According to a new Pentagon study, it appears Afghanistan has a potential $1 trillion in mineral wealth, including iron, copper, cobalt, lithium and gold. That’s a big deal, considering Afghanistan’s GDP is only $13 billion. But can this wealth be used to modernize the country, or will it just give the opium warlords another thing to fight over? Imagine the Gold Rush in America’s Old West with automatic weapons. :eek:

The latter.

It doesn’t appear that Afghanistan is ready to be a modern nation, so I predict that if extracted, the mineral wealth will be treated like any other resource or product currently from the country.
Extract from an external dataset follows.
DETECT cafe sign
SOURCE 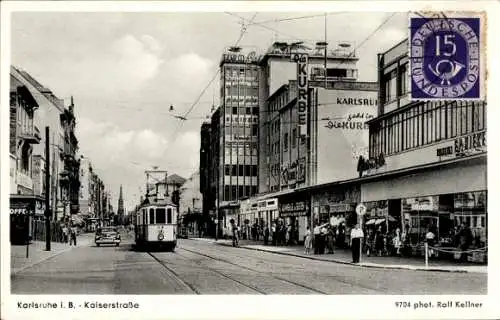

Corruption, chronyism, tribal warfare, the Taliban, etc.

It will only inflame the violence, assuming any mining company will do business there.

Its no surprise that there is vast mineral wealth in Afghanistan. Its mountainous, inaccessible and blessed of a foul climate. Whatever mineral wealth is in Afghanistan has been there for a long time, and will remain there for a long time, because Afghanistan is mountainous, inaccessible, and blessed of a foul climate.

It never ceases to amaze me how supposedly smart peoiple can be hioodwinked by the usual managed news we get in the US:

The Soviets planned similar non-energy minerals mining in 1985:

Here’s a 2007 U.S. Geological Survey report on Afghan mineral wealth, from the country’s Ministry of Mines.

I am shocked, shocked that gold mines are re-discovered by the New York Times just as Hamid Karzai is doubting the resolve of NATO to prop up his government–err, root out the evil-terrorist Taliban–and western interest in Afghanistan is starting to flag.

Yeah, this isn’t news, it’s very old information. Does anyone really think that mineral companies are currently exploring Afghanistan and just happened upon these wonderful discoveries?

This ‘news’ is meant to justify long term involvement there. For the good of the Afghan people, you know, to help them develope their resources and create a stable economy.

It’s all bullshit. But it will provide the current US administration, the next administration, and the one after that with justification to stay there for the foreseeable future.

It is after all an impartial report from the Pentagon, so there really can’t be a hidden agenda.

I think this quote from the link in the OP says it best.

Sounds like the training of the Afghan Army isn’t on schedule.

Plus, what does the US military do without a major deployment like Afghanistan . . . . it can’t shrink. Obviously.

If you’ve got a country with a strong democratic government and honest uncorrupt institutions that suddenly comes into massive mineral wealth, like Norway, then it’s a huge benefit. Note that Norway, being one of the least corrupt countries on earth, nationalised the oil and all the profits go into a giant sovereign wealth fund to benefit the Norwegian people, and compare that to Britain handing its North Sea oil over to BP.

But then you’ve got incredibly corrupt countries with no strong government and warring ethnic factions, people who find something to fight over even when the country is desperately poor. And some countries , like Afghanistan, are historically the venues for proxy wars held by their more powerful neighbours too and have a history of their neighbours interfering in the governance of the country, backing their own preferred factions etc. Like Iraq or Lebanon. There are zero examples of a country like this whose wealth stems from one natural resource, like oil or what have you, becoming more democratic, prosperous, or free. Mostly they turn into police states, like Iraq will. fghanistan is too poor and chaotic currently with too many seriously warring factions for that to happen. There’ll be a bunch of mini police statelets who war with each other mainly and cooperate with each other mainly to beat their enemies or enforce a fragile peace in some areas so they can get some extraction done. And a joke national government.